In addition to Weibo, there is also WeChat
Please pay attention
WeChat public account
Shulou
2025-04-06 Update From: SLTechnology News&Howtos shulou NAV: SLTechnology News&Howtos > Internet Technology >
Share
Shulou(Shulou.com)06/01 Report--
This article introduces the relevant knowledge of "how to write a cardiovascular disease prediction model with Python". In the operation of actual cases, many people will encounter such a dilemma, so let the editor lead you to learn how to deal with these situations. I hope you can read it carefully and be able to achieve something!
01 data understanding
The data are taken from the cardiovascular disease data set shared by the kaggle platform, with a total of 13 fields and 299 patient diagnostic records. The specific fields are summarized as follows:
02 data reading and preliminary processing
First import the required package.
# data processing import numpy as np import pandas as pd # Visualization import matplotlib.pyplot as pltimport seaborn as snsimport plotly as py import plotly.graph_objs as goimport plotly.express as pximport plotly.figure_factory as ff# Model Establishment from sklearn.linear_model import LogisticRegressionfrom sklearn.tree import DecisionTreeClassifierfrom sklearn.ensemble import GradientBoostingClassifier, RandomForestClassifierimport lightgbm# pre-processing from sklearn.preprocessing import StandardScaler# Model Evaluation from sklearn.model_selection import train_test_split, GridSearchCVfrom sklearn.metrics import plot_confusion_matrix, confusion_matrix, f1_score
Load and preview the dataset:
# read data df = pd.read_csv ('. / data/heart_failure.csv') df.head ()
03 exploratory analysis
1. Descriptive analysis
Df.describe () T
The results of the above descriptive analysis are briefly summarized as follows:
Death: the average death rate is 32%
Age distribution: average age 60 years old, minimum 40 years old, maximum 95 years old
Diabetes: 41.8% have diabetes
Whether there is hypertension: 35.1% have high blood pressure
Whether or not to smoke: 32.1% have smoking.
two。 Target variable
# generate data death_num = df ['DEATH_EVENT']. Value_counts () death_num = death_num.reset_index () # pie fig = px.pie (death_num, names='index', values='DEATH_EVENT') fig.update_layout (distribution of title_text=' target variable DEATH_EVENT') py.offline.plot (fig, distribution of filename='./html/ target variable DEATH_EVENT. Html')
A total of 299 people, of whom 96 did not survive during the follow-up period, accounting for 32.1% of the total
3. anemia
As can be seen from the picture, patients with anemia have a higher probability of death, which is 35.66%.
Bar1 = draw_categorical_graph (df ['anaemia'], df [' DEATH_EVENT'], title=' erythrocytopenia and hemoglobin reduction and survival') bar1.render (. / html/ erythrocyte hemoglobin decrease and survival .html')
4. Age
It can be seen from the histogram that there is a great difference in age distribution among patients with cardiovascular disease, and the trend is that the older the age, the lower the proportion of survival and the higher the proportion of death.
# generate data surv = df [df ['DEATH_EVENT'] = 0] [' age'] not_surv = df [df ['DEATH_EVENT'] = = 1] [' age'] hist_data = [surv, not_surv] group_labels = ['Survived',' Not Survived'] # histogram fig = ff.create_distplot (hist_data, group_labels, bin_size=0.5) fig.update_layout (title_text=' Age and Survival status relationship') py.offline.plot (fig The relationship between filename='./html/ age and survival status. Html')
5. Age / sex
From the grouping statistics and graphics, we can see that there is no significant difference in survival status between different genders. Among the deaths, the average age of men is relatively high.
6. Age / smoking
The data show that, overall, there is no significant correlation between smoking and survival. But when we look at people who smoke, people under the age of 50 are more likely to survive.

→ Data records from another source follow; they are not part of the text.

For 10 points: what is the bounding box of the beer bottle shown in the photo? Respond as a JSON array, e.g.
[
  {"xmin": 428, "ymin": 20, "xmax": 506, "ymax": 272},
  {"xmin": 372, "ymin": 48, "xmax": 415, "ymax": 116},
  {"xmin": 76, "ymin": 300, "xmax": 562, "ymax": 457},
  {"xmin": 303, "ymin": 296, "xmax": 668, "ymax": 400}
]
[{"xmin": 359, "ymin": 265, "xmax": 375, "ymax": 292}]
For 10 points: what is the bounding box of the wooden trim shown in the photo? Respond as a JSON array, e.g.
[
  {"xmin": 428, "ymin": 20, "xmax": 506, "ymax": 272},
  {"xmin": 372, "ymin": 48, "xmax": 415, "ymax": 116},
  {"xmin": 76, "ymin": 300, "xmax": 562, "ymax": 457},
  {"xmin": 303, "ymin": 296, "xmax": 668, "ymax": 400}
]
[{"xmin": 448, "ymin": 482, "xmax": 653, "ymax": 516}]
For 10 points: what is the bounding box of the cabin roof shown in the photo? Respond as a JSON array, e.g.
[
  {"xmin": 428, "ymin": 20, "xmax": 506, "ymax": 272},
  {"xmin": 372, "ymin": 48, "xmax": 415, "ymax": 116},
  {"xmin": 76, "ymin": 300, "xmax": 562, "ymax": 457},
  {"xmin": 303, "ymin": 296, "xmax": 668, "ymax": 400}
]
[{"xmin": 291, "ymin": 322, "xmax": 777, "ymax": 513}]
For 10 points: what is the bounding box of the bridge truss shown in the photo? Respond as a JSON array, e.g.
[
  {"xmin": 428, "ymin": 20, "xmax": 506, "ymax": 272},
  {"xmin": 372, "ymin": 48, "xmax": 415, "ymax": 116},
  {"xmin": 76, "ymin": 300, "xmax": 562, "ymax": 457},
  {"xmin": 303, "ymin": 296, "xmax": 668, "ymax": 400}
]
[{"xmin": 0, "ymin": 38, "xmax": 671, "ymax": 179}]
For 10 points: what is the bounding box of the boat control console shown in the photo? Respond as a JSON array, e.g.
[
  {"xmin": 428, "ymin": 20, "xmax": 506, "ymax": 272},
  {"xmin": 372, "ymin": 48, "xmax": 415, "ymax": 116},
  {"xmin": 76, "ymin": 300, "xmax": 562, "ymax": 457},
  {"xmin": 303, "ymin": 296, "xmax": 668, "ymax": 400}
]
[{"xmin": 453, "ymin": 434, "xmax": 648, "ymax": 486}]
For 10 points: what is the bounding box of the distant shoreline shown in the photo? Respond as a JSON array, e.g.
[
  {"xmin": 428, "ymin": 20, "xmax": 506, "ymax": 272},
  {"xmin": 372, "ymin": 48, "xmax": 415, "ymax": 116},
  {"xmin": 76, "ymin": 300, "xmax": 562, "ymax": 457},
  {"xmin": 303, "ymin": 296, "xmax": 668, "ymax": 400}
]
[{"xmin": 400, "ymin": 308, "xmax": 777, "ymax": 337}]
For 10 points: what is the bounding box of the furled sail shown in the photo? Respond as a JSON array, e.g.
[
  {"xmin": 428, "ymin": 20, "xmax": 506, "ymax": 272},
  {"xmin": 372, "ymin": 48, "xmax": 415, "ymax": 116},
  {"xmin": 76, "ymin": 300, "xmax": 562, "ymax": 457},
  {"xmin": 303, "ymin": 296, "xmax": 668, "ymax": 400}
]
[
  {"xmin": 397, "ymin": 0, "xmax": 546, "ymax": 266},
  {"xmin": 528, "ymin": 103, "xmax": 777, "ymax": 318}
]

7. Creatine phosphate kinase (CPK)
As can be seen from the histogram, people with higher levels of CPK enzyme in the blood are more likely to die.
8. ejection fraction
Ejection fraction represents the pumping function of the heart, and the probability of survival is lower at too high and too low levels.
9. platelets
Platelets in the blood (100,300) × 10 ^ 9 / L, higher or lower levels represent abnormal, and the probability of survival is low.

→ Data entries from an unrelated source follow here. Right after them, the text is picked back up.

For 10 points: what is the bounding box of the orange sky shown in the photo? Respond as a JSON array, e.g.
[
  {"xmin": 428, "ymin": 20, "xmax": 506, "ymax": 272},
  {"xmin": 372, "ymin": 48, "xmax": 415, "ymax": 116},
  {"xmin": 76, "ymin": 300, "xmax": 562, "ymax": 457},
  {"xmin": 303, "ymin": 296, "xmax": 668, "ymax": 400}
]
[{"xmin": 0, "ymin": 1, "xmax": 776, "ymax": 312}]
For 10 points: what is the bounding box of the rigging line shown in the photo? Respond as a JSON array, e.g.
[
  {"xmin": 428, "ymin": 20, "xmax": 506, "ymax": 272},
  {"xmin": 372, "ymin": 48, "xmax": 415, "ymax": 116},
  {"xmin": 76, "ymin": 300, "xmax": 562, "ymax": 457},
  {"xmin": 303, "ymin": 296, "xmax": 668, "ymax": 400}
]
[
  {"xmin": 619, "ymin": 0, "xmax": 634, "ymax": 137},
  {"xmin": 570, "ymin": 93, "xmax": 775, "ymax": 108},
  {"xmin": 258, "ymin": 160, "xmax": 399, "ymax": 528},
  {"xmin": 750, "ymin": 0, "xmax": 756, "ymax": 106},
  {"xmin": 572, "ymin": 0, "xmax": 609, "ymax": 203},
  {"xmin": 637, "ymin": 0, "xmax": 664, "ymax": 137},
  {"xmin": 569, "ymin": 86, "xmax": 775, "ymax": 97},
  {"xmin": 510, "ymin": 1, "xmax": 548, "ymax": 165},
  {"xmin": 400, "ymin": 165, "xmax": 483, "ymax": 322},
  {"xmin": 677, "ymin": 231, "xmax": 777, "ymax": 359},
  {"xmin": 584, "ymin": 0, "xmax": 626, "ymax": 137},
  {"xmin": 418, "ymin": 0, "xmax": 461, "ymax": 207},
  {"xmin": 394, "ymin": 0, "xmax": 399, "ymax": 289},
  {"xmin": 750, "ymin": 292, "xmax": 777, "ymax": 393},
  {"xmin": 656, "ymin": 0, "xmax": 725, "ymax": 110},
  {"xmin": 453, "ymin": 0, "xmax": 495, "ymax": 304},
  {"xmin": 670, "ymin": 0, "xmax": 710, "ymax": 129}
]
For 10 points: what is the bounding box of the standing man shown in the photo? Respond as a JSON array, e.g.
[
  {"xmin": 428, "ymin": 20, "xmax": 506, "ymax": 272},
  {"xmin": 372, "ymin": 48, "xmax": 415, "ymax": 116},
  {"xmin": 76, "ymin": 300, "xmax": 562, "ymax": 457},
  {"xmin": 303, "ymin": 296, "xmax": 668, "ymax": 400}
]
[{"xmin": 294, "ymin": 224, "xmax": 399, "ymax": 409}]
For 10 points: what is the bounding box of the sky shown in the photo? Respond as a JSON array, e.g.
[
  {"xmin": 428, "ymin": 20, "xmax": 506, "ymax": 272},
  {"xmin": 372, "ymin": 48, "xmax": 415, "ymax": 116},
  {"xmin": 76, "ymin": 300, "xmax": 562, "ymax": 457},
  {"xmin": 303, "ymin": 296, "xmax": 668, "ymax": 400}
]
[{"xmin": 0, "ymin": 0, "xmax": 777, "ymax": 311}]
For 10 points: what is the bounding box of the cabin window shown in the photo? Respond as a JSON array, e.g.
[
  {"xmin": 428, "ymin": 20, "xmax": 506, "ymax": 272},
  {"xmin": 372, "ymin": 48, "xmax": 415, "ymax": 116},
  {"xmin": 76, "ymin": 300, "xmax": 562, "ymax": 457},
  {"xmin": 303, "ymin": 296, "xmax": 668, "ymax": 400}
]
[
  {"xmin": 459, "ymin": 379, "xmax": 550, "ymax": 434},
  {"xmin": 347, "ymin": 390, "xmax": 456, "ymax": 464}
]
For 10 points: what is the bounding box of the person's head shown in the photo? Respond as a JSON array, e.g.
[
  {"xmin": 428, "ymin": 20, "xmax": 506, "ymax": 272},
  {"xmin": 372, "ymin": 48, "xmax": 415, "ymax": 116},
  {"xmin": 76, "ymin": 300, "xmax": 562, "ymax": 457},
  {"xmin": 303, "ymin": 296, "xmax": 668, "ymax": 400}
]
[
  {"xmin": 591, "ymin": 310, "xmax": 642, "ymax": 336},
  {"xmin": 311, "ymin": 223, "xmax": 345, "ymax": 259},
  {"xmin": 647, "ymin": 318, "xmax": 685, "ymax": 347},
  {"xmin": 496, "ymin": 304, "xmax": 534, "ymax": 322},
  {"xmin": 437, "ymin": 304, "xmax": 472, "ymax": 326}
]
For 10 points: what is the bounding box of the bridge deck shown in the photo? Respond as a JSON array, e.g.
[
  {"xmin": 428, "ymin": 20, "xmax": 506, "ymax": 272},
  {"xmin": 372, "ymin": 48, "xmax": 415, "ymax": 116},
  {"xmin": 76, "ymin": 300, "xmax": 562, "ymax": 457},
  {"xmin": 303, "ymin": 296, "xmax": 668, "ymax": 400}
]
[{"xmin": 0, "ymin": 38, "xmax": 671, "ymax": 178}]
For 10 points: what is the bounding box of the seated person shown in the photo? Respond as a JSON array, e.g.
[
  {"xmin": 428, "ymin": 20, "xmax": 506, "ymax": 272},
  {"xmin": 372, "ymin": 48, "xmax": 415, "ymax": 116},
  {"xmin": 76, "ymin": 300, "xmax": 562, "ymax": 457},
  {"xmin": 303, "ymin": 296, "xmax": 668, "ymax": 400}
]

10. Serum creatinine level
Serum creatinine is the most commonly used index to detect renal function. A higher index represents renal insufficiency, renal failure, and has a higher probability of death.
11. Serum sodium level
The graph shows that higher or lower serum sodium is often associated with risk.
twelve。 Relativity analysis
From the correlation diagram of numerical attributes, we can see that there is no significant collinear relationship between variables.
Num_df = df [['age',' creatinine_phosphokinase', 'ejection_fraction',' platelets', 'serum_creatinine',' serum_sodium']] plt.figure (figsize= (12,12) sns.heatmap (num_df.corr (), vmin=-1, cmap='coolwarm', linewidths=0.1, annot=True) plt.title ('Pearson correlation coefficient between numeric variables', fontdict= {' fontsize': 15}) plt.show ()
04 feature screening
We use statistical methods for feature screening, when the target variable DEATH_EVENT is a classification variable, when the independent variable is a classification variable, chi-square identification is used, and the independent variable is a numerical variable, using analysis of variance.
# divide X and yX = df.drop ('DEATH_EVENT', axis=1) y = df [' DEATH_EVENT'] from feature_selection import Feature_selectfs = Feature_select (num_method='anova', cate_method='kf') X_selected = fs.fit_transform (X, y) X_selected.head () 2020 17:19:49 INFO attr select after select attr: ['serum_creatinine',' serum_sodium', 'ejection_fraction',' age', 'time']
05 data modeling
First of all, the training set and the test set are divided.
# divide training set and test set Features = X_selected.columnsX = df [Features] y = df ["DEATH_EVENT"] X_train, X_test, y_train, y_test = train_test_split (X, y, test_size=0.2, stratify=y Random_state=2020) # Standardization scaler = StandardScaler () scaler_Xtrain = scaler.fit_transform (X_train) scaler_Xtest = scaler.fit_transform (X_test) lr = LogisticRegression () lr.fit (scaler_Xtrain, y_train) test_pred = lr.predict (scaler_Xtest) # F1-scoreprint ("F1_score of LogisticRegression is:", round (f1_score (y_true=y_test, y_pred=test_pred) 2))
We use the decision tree for modeling, set the feature selection standard to gini, and the depth of the tree is 5. Output confusion matrix diagram: in this case, class 1 is the object of our concern.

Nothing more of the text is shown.